"Catherine."
The notes his beautiful voice sing whispers of heartache and hesitation; his eyes harbor unmasked trepidation. The three syllables are followed by a sharp intake of breath; my mind is so clouded that I can not tell from whose mouth it is issued from. My heartbeat ricochets violently against my chest; goose bumps creep along the surface of my skin like hundreds of insects ticking the surface. A silence heavily blankets the unspoken words running through our minds. My emerald eyes find their twin; the resemblance so striking that it causes the oxygen to completely falter its route to my lungs. I open my mouth to say something, anything, but my mouth stumbles the same way my feet do when I miss a step while walking up the stairs.
These past two weeks, I have thought about meeting this boy as often as I have blinked, but the image I had conjured in my mind gives the boy standing in front of me no justice. I had pictured him as the spitting image of his father – tall, intimidating, a thick but athletic build, short auburn hair, and dark eyes that could penetrate the soul. Instead, he appears small, as if trying to divert all attention from him, and rather slender for a boy at fifteen; his hair is longer than I had imagined, and dark like mine, hanging low over his skittish eyes before he brushes it away. His skin nearly matches the ivory clouds above us; his pristine visage is as beautiful and sheen as snow glittering the ground on Christmas morning. A flattering scarf shields his neck while a shirt matches below it, and a raven coat stretches over most of the thin fabric.
His gaze finally flickers nervously away and lingers on the concrete below him. He digs his hands into his deep coat pockets. He clears his throat, and without looking at me, he says softly, "You're young."
I nod numbly. My emotions are overriding, and I can not find the courage to speak. My throat feels like I have lived my entire life without water; my chest is tight and my stomach churns like I'm riding on a rollercoaster; my nails are digging into my palms mercilessly. I imagine his friends' moms are probably somewhere in their early forties. Me? I'm barely thirty-one.
Tears start spilling down my cheeks. My mind fantasizes about the life with this boy that could have been.

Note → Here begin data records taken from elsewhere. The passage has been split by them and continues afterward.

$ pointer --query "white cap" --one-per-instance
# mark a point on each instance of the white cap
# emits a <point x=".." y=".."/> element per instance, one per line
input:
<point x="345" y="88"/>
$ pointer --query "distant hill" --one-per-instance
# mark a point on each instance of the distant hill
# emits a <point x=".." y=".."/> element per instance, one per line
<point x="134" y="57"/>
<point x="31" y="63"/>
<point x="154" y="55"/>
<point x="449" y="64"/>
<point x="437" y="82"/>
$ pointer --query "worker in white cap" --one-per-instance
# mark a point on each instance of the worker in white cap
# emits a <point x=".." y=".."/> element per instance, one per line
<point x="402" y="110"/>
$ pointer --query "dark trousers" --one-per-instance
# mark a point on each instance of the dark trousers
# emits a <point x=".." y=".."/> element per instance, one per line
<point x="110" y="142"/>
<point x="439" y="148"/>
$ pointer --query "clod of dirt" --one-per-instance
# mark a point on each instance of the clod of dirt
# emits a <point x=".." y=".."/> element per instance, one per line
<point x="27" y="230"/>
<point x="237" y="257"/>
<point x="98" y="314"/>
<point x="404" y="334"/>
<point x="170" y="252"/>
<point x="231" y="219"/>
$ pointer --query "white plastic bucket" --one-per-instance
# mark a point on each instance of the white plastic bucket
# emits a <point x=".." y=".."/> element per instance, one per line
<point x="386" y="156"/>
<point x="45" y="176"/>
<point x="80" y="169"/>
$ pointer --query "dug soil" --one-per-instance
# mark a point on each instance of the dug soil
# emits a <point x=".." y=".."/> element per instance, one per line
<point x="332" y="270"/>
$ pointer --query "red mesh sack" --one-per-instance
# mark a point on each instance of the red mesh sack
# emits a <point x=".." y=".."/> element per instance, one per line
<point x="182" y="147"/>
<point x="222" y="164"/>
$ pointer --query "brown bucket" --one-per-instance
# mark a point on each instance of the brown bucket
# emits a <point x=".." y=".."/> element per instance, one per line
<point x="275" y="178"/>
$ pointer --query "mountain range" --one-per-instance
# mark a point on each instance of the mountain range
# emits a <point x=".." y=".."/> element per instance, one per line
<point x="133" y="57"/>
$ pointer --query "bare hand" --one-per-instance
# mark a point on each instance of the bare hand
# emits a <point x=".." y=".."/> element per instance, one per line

Regret pulls me down like gravity, and my knees nearly buckle from the overpowering sensation. More "what ifs" cycle in my head, the repetitive emotions reeling in and out like a fisherman's rod catching one fish after another. I could have been his mother, but I am only the disillusioned girl who abandoned him. Tremors quake my body, and nature is even disgusted at me; the clouds have started to spit raindrops onto my disheveled form. The boy looks up and sees me for the first time. His mouth slackens in shock. I attempt a half-smile, but I know it comes out as a painful grimace.
"I'm... I'm sorry," I whisper.
I can't do this. I don't even deserve to be in the same room as this beautiful boy. I turn away, but before I can walk a hand clutches onto the sleeve of my jacket in the same manner a drowning man grabs the hand of its rescuer.
"Don't go. Please don't leave me again."
His voice is so desperate, and an epiphany strikes me. My boy, my son, contacted me. The second chance is splayed in front of me. I suck in a breath.
I turn around, and we hold each other while our last tears melt into the rain, never seen again.